Celles qui refusent aujourd'hui de payer en se cachant derrière des arguments techniques discutables se rendent compte que les engagements qu'elles ont pris sont largement supérieurs à ce qu'elles estimaient acceptable. Tout le marché est touché, et personne n'aurait pu prévoir un tel séisme.

Les subventions à la rescousse?

On évoque souvent les exemples des festivals de musiques actuelles ou des petits festivals locaux, mais il existe bien d'autres évènements, aux modèles économiques parfois éloignés.

Jean-Michel Mathé est directeur du Festival international de musique de Besançon Franche-Comté, un rendez-vous incontournable de la saison de musique classique. «Un festival comme le nôtre reçoit beaucoup d'argent public, un taux de subventionnement important, explique-t-il. Dans ce secteur, on a moins l'habitude d'aller vers les assurances, puisque les événements sont souvent moins gros et ont lieu dans des lieux couverts, ce qui réduit les risques de pertes d'exploitation en cas d'annulation.»

«Quand vous êtes dans l'opéra, très subventionné, illustre Jean-Michel Mathé, la billetterie représente parfois seulement 15% du budget; vous n'allez pas prendre une assurance qui couvre principalement les pertes en billetterie. Un festival en plein air de 150.000 personnes voit souvent sa billetterie représenter 90% de ses revenus. Les conséquences ne sont pas les mêmes. En contrepartie, les événements subventionnés se doivent de payer les gens, de maintenir l'emploi.»

On aura le devoir moral de payer les artistes français, les techniciens le plus possible.

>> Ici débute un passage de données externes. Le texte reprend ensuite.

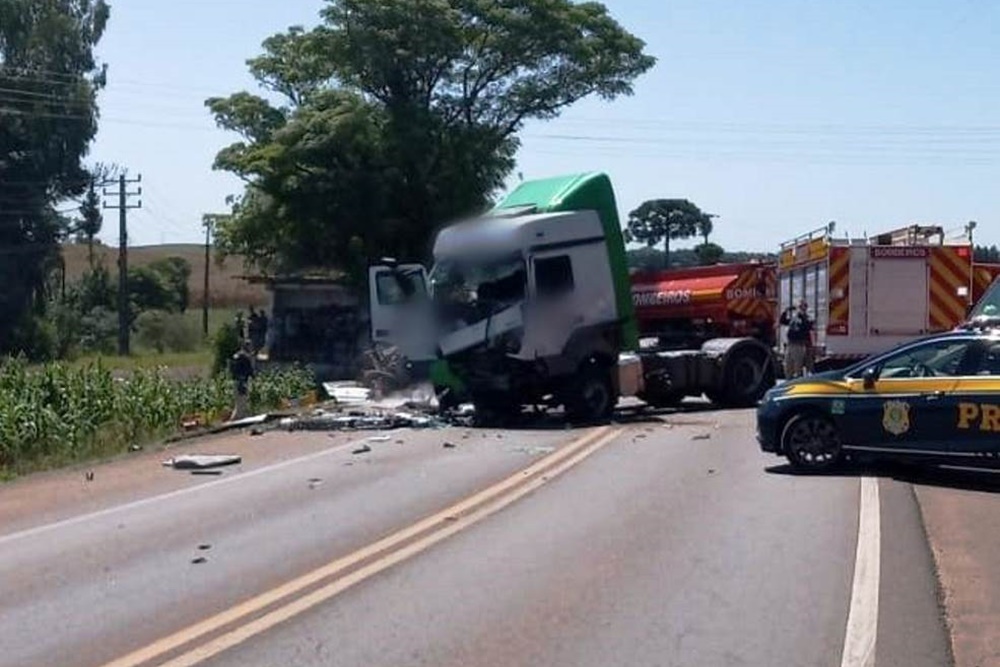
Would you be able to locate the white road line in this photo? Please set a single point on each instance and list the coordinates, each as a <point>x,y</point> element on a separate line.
<point>38,530</point>
<point>862,620</point>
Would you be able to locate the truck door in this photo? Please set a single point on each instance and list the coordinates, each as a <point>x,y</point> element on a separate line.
<point>400,310</point>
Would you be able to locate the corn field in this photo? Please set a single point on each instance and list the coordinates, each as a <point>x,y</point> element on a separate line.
<point>57,413</point>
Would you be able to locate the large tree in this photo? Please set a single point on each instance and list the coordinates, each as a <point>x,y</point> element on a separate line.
<point>664,220</point>
<point>399,115</point>
<point>49,80</point>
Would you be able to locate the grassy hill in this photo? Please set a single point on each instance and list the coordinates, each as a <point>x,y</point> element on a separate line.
<point>226,290</point>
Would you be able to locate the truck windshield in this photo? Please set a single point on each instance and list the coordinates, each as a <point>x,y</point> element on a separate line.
<point>479,286</point>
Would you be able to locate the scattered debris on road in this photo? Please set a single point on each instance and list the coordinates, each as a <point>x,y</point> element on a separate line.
<point>201,461</point>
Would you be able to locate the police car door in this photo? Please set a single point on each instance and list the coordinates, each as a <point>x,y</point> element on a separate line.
<point>908,401</point>
<point>975,420</point>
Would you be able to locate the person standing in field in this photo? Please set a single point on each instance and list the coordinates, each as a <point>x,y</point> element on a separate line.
<point>241,368</point>
<point>798,352</point>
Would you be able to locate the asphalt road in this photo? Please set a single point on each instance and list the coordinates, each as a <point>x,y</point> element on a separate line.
<point>673,543</point>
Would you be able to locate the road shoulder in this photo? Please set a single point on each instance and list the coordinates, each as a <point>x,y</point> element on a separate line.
<point>963,528</point>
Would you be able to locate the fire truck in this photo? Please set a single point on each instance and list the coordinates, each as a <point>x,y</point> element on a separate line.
<point>682,308</point>
<point>867,295</point>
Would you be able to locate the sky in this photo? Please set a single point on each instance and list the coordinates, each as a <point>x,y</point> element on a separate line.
<point>776,116</point>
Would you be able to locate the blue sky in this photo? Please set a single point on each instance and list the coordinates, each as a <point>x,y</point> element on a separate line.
<point>777,116</point>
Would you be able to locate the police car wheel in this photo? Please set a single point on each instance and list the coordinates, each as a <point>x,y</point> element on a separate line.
<point>811,442</point>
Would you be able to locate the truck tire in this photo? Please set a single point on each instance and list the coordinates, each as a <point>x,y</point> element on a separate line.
<point>592,397</point>
<point>745,379</point>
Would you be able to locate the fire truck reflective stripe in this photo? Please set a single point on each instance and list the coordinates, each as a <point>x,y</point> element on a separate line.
<point>948,273</point>
<point>839,282</point>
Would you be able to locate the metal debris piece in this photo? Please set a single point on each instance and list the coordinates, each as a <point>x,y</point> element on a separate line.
<point>249,421</point>
<point>347,393</point>
<point>199,461</point>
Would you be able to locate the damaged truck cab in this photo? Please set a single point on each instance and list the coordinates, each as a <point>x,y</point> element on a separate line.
<point>532,304</point>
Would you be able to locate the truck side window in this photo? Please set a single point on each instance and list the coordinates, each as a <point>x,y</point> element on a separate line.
<point>390,292</point>
<point>553,276</point>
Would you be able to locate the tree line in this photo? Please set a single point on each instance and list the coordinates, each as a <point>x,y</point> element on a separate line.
<point>384,121</point>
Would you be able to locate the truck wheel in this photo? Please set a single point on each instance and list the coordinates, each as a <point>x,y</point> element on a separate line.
<point>745,379</point>
<point>811,442</point>
<point>592,399</point>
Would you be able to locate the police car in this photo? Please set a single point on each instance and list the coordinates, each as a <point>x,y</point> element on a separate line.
<point>936,399</point>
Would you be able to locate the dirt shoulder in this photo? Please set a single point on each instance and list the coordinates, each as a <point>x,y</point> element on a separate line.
<point>962,519</point>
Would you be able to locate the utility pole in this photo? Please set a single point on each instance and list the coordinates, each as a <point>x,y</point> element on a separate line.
<point>207,221</point>
<point>123,207</point>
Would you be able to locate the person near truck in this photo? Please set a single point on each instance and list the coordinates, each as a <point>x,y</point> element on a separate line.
<point>798,347</point>
<point>241,368</point>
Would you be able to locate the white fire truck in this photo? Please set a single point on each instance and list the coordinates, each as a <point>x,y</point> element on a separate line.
<point>867,295</point>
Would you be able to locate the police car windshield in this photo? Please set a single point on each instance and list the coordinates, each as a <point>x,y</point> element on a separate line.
<point>988,306</point>
<point>942,357</point>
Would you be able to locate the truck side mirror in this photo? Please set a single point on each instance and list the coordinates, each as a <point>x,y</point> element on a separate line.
<point>870,376</point>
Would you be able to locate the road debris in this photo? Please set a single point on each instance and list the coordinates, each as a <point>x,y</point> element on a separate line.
<point>201,461</point>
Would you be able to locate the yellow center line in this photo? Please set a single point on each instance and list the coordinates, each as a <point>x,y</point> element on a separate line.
<point>514,486</point>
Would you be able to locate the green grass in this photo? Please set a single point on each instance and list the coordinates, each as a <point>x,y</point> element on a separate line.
<point>57,414</point>
<point>200,359</point>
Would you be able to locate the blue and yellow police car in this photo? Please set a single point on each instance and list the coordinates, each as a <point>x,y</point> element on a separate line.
<point>935,399</point>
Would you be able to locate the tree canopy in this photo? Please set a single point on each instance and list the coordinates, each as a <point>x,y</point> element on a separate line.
<point>49,80</point>
<point>663,220</point>
<point>396,116</point>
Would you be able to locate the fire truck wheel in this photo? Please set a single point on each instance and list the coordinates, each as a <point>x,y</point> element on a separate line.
<point>811,442</point>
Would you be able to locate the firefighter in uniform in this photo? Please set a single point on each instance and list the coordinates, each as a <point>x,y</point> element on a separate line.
<point>798,348</point>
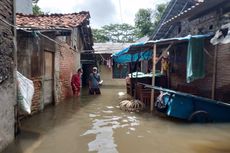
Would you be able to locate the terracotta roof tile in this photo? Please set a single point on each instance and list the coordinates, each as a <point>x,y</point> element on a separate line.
<point>52,21</point>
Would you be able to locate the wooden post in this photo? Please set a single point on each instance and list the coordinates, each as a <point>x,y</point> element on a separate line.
<point>153,78</point>
<point>214,73</point>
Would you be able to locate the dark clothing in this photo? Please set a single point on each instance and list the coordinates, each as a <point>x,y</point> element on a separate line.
<point>76,83</point>
<point>97,91</point>
<point>94,79</point>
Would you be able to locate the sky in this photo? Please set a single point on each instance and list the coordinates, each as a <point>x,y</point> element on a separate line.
<point>102,12</point>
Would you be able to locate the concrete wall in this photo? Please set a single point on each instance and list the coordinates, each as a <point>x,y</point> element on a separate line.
<point>24,6</point>
<point>7,73</point>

Les prestataires et les artistes étrangers, c'est beaucoup moins sûr.
Jean-Michel Mathé, directeur du Festival international de musique de Besançon Franche-Comté

Pour le Festival de musique de Besançon, qui doit se tenir du 11 au 20 septembre, les pertes devraient être moins sevères que pour les évènements organisés en plein été, puisque les subventions ont été maintenues (du moins celles déjà votées).

«Elles devraient être versées, oui, mais sûrement au prorata de ce qu'on aura dépensé, précise Jean-Michel Mathé. On aura le devoir moral de payer les artistes français, les techniciens le plus possible. Les prestataires et les artistes étrangers, c'est beaucoup moins sûr. Et je ne parle même pas des hôteliers ou des restaurateurs, qu'on n'utilisera pas et qui auront un sérieux manque à gagner. Ce qui est certain, c'est qu'il est hors de question que l'on fasse un euro de bénéfice cette année.»

Rendez-vous subventionnés, peu subventionnés, assurés, pas assurés… Le monde du spectacle vivant n'a rien d'homogène et s'apprête à gérer la crise au cas par cas –une façon de faire qui n'est pas vraiment inscrite dans la culture des compagnies d'assurance. Pour ne pas se retrouver face à un mur, le secteur culturel va devoir jouer serré, ou bien accepter la dure réalité.